The Railway Exchange Building in Muskogee, Oklahoma is one of five skyscraper buildings, ranging from five to ten stories tall, built before 1912 and is listed in the National Register of Historic Places as part of the Pre-Depression Muskogee Skyscrapers Thematic Resources study. The others are:
- Baltimore Hotel,
- Manhattan Building,
- Severs Hotel, and
- Surety Building.

This building is located at the corner of Second and Court Streets in downtown Muskogee.

==Architecture==
This building shares certain characteristics with the others listed above. Its architecture represents the Chicago School of architectural design:
- It has a rectangular shape;
- It is flat roofed;
- It has a two-story base with large display windows;
- Upper story windows are arranged in vertical bands, separated by pilaster-styled mullions;
- Red brick and masonry appear throughout the building.

==Notable tenants==
The 8-story Railway Exchange Building was built to house railway company offices. Later, it was used for offices of Muskogee County, Oklahoma. By February 1983, when the application for listing on the National Register of Historic Places (NRHP) was submitted, it was owned by the State of Oklahoma, which used it as an office building.

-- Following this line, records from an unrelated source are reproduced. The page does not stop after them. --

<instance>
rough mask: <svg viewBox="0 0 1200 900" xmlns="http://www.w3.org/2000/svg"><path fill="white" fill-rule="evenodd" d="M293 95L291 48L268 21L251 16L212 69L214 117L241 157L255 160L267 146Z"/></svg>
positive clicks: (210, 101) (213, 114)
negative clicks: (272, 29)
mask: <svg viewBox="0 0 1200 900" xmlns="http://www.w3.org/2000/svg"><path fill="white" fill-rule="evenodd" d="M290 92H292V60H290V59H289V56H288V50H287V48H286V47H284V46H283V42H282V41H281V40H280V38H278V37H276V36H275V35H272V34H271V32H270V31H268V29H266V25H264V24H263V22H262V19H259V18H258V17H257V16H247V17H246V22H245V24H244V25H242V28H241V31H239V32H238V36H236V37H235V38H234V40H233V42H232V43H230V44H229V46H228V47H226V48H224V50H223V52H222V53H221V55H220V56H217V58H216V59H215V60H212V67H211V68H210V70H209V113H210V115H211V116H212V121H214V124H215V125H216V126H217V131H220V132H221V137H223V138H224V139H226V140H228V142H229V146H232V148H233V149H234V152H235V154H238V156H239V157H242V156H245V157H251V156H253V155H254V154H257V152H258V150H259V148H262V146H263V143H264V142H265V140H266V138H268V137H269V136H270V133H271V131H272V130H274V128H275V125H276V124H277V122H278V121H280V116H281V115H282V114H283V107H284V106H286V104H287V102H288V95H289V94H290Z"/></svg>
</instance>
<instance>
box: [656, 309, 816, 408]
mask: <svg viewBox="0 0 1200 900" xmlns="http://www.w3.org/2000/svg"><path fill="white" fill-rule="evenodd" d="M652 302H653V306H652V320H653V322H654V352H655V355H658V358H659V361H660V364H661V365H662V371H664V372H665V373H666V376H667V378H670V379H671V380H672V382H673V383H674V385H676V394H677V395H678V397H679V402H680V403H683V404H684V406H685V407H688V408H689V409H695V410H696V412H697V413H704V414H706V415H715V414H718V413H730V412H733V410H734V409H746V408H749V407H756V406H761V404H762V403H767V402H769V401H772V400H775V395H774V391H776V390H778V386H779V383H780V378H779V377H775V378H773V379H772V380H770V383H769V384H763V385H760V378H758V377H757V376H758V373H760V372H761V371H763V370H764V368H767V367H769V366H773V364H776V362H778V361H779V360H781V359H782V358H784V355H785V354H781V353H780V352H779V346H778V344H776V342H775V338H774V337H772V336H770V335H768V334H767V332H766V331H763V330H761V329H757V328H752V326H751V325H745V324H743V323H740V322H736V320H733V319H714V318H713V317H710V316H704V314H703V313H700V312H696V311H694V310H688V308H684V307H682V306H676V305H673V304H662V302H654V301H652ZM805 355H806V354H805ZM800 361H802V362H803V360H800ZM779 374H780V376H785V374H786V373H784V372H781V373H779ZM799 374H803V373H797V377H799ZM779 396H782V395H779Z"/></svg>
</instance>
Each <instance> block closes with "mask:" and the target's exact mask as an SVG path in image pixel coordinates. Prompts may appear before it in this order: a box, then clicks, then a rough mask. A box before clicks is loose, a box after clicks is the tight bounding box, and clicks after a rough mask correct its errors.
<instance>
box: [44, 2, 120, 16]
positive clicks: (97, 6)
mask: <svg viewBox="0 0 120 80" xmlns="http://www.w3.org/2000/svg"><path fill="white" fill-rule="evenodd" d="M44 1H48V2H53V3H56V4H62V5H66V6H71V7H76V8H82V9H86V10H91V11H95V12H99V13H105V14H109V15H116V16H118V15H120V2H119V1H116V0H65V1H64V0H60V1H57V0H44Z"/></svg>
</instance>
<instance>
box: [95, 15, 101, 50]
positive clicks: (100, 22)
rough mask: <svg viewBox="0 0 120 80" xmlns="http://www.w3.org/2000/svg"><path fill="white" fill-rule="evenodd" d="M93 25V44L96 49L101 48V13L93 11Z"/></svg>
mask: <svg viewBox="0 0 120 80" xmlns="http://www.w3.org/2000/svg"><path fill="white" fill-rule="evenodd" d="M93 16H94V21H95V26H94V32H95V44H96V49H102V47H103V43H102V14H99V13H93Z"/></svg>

It also housed Connors State College before the school moved to Northeastern State University’s Muskogee campus on Shawnee Bypass. A news article in 2012 indicated that the building had been vacated in December 2011.

==Status==
Plans to renovate this historic building for another purpose have been put on indefinite hold in 2016, because the state has discontinued making such grants for such renovations due to its budget shortfall.